Ahlakı, sevgiyi, yardımlaşmayı, fedakarlığı, adanmışlığı içşelleştirmenin öteleri görmekten daha emin bir yolu olabilir mi? Ben bilmiyorum. Bu yüzden Sonsuzluk Yolculuğu kitabını yaşanacak muhtemel sahnelerle canlandırdım. Tüm evren tarihinden anladığımı tek bir kitaba sığdırmayı denedim.
Kim Yaratıcısına güvenenden daha cesur olabilir? Karanlıklarda yapayalnızken bile diktiğiniz fidanın meyvesinin eninde sonunda karşınıza çıkacağını bilmezseniz, saniyelerinizi nasıl üretimle doldurursunuz ki? Ruhani dostlarınızla tanışmazsanız, kaçınılmaz zorluklara hangi dayanışmalarla göğüs gerebilirsiniz?
Modern oyuncaklar söz birliği etmiş ve bize “kaçın gerçeklinizden” çığlıkları koparıyor. Ne de çok yapacak işimiz var bu hayatta, ne bitmez hayallere, arzulara sahibiz değil mi?
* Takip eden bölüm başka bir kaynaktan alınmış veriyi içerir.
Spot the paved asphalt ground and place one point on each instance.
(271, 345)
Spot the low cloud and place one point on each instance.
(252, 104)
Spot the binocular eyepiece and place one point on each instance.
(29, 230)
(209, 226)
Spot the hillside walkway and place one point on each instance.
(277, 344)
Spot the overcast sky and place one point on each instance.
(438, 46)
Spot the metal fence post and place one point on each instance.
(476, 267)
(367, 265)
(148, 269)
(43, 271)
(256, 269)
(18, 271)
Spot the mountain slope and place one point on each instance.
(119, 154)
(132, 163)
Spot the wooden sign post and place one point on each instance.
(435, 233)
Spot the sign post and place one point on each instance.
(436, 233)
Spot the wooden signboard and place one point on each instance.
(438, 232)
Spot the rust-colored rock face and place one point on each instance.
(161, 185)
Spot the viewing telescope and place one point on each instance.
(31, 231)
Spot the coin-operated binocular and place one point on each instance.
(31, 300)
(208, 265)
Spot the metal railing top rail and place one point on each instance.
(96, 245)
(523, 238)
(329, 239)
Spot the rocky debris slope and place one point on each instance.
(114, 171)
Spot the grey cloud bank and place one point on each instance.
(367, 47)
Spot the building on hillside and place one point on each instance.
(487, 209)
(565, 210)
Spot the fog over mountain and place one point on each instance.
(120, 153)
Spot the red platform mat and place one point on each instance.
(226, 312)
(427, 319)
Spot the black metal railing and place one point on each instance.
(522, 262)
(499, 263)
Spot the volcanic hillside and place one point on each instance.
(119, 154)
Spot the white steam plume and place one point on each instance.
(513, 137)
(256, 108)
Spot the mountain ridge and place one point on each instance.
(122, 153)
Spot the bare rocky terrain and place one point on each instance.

Tarihin nice zirvelerinin her şeyi öylece bırakıp gitmek zorunda kaldıklarını görerek yaşamazsak, bence kendimize zulmederiz. Sona ulaştığınızda ikinci kez deneme şansınız yoktur. Bunu çok net algıladım. Hz. İsa “Öyle bir zaman gelecek ki birincilerin çoğu sonuncu ve sonuncuların çoğu da birinci olacak” demiş. Sonundaki diplomaya bakarak üniversitenin zor sınavlarını göğüslemiyor musunuz? Sonu başarısız bitecek bir hayat için mi peki bunca gözyaşı, bunca inleyiş? Asıl en büyük mezuniyet gününde elinize ne verilecek?
Açıkçası, bazılarına acıtıcı gelse de, ben evrenin Sahibiyle barışık bir gelişimciliğin yolunu arıyorum. Ruhsal gelişimle el ele gitmeyen gelişimciliğin içini boş ve zayıf buluyorum. Sağlam vicdanların bu arayışı onaylaması gerekir.
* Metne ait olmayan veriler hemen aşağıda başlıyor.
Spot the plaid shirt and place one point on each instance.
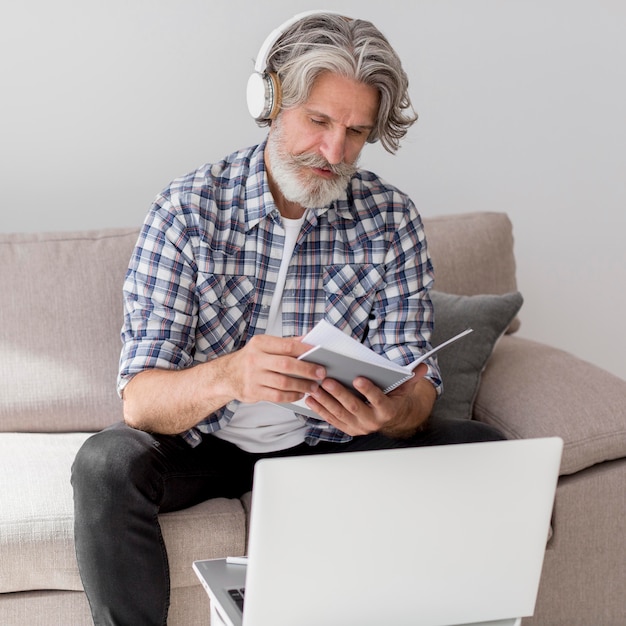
(201, 278)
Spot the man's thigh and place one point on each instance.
(436, 432)
(177, 474)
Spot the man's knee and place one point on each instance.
(458, 430)
(109, 459)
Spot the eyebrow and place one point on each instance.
(316, 113)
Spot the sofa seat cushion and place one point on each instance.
(530, 389)
(36, 518)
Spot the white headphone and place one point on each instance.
(263, 91)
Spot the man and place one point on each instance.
(235, 262)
Son kitabınız “Sonsuzluk Yolculuğu” ile neyi amaçladığınızı biraz daha açar mısınız? Bu kitaba gösterilen ilgiyi nasıl yorumluyorsunuz?
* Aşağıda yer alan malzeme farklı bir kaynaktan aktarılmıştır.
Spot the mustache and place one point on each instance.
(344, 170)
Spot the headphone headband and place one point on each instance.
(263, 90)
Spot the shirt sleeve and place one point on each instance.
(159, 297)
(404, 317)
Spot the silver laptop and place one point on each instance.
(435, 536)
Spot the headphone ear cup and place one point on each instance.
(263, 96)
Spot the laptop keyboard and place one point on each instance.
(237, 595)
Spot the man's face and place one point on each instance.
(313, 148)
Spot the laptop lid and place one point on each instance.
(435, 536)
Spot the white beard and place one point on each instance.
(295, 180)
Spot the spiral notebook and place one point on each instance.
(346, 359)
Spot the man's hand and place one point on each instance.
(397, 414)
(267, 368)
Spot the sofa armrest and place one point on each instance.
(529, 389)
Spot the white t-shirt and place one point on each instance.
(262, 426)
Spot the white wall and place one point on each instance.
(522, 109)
Bu güne kadar başarı ve motivasyon üzerinde kitaplar yazdım. Fakat bugün geldiğimiz noktadan yurdumuza ve insanlığa bakınca ürpertiye kapıldım, uykularım kaçmaya başladı. Olumsuzlamak yakışmıyor, ama gerçekten üzgünüm. Gençliğimizi ve insanlığımızı nereye sürüklediğimizin farkında mıyız? Bugünün filmlerini izleyip populer kültürünü içselleştiren nesiller 20 yıl sonra neler hissedip nasıl yaşayacaklar?
Yaratıcıyı kalbimizden kovmanın cezası canımızın sinek kadar değerinin kalmaması oluyor. Birbirimizi sevmememiz, hep kıskanan, çekemeyen, öfkelenen, paylaşamayan insanlara dönüşmemiz oluyor. Son üç yılda bu ülkede 700 binden fazla çift boşanma davası açmışsa, bırakın geleceğin gençlerini şimdiki yetişkinler de kendilerine çoktan yazık etmişler demektir.
Hayaller ötesi bir geleceğe hazırlanıyoruz. Mevlana diyor ki, tevbesiz hayat, baştan sona can çekişmedir. Gideceğiniz yerden korkuyorsanız, bekleme salonunda ürperir durursunuz.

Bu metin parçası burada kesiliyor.